ここ数年、飲食業界の中では伸び盛りのキッチンカー市場。特に主戦場となるランチタイム(お弁当屋さん)は飽和状態まではいかないまでも、新旧人気店が入り乱れる群雄割拠の状況です。その中で一歩リードするには、メニューなどで一定のニーズに寄り添う“差別化”を模索していく必要がありますが、時間帯そのものをずらすことで、新たな活躍の場を作るという選択肢が注目を集めています。その活躍の場が、「朝食」と「夜食」の時間帯なのです。

時間帯も、提供メニューもピンポイントで

ます、「朝食」の営業時間の目安は6時台から9時台まで、まさに喫茶店のモーニングサービスのタイミングです。
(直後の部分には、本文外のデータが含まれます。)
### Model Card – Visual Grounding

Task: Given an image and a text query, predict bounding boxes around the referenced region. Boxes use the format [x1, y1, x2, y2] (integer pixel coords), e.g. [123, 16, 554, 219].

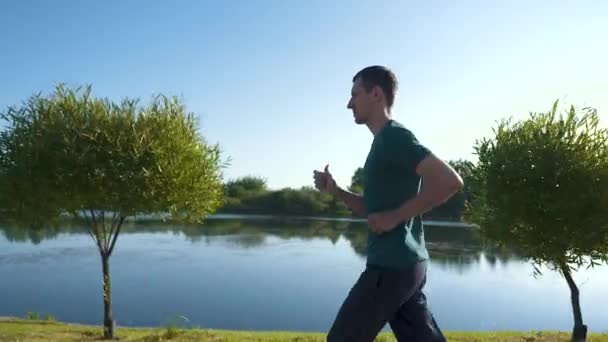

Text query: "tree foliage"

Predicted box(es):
[467, 102, 608, 336]
[0, 85, 224, 337]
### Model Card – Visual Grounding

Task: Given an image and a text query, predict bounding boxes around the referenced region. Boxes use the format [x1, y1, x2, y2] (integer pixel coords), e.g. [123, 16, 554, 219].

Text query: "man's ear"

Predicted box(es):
[372, 86, 383, 101]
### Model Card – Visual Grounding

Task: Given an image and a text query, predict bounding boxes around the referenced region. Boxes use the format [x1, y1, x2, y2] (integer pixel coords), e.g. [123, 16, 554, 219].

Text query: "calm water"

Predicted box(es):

コーヒーとサンドイッチ、おにぎりと味噌汁、女性向けにサラダやフルーツなど、“朝の定番”が通勤通学者にはウケるでしょう。そして、「夜食」の場合は、日が暮れた19時前後から終電が過ぎてひと段落ほどの深夜2時前後までの時間帯に。ラーメンやそばなどの麺類、おでんで晩酌は古くからの屋台文化で定着していますが、近年は残業からの帰宅中に歩きながら食べられるホットドッグやケバブなど選択肢が広がっており、ニーズが高まっていることがわかります。夜の時間帯は「お酒と一緒に」という需要があるため、一人当たりの単価が高くなり、お昼のような行列店とならずとも収益が見込めるのも特徴です。保健所の飲食店営業許可があれば、アルコール類の提供はでき、キッチンカーの中でなら、カクテルを混ぜることもできるので、夜空の下という特別なシチュエーションを活かし、カジュアルなバーをオープンすれば、一層通行人の目を引く差別化が図れるのかもしれません。

朝、そして夜の「顔」になるコミュ力が大事

朝や夜にオープンするキッチンカーは、朝早くから、もしくは夜遅くまで“営業しない”商店の駐車場を借りられれば、好立地かつ広いスペースでの営業を行えるというメリットが生まれます。また、朝は「行ってらっしゃい」、夜は「お帰りなさい」の空気感がプラスになるので、接客が重要なポイント。夜の時間帯は、お酒を飲みながらゆっくりという使い方も増えてくるので、万が一の(お客様同士の)トラブルの仲裁役になれるような、コミュニケーション能力も必要になるでしょう。できるだけ同じ場所に定着し、近隣で働く人、住む人の“日常の癒し”となるお店を目指しましょう。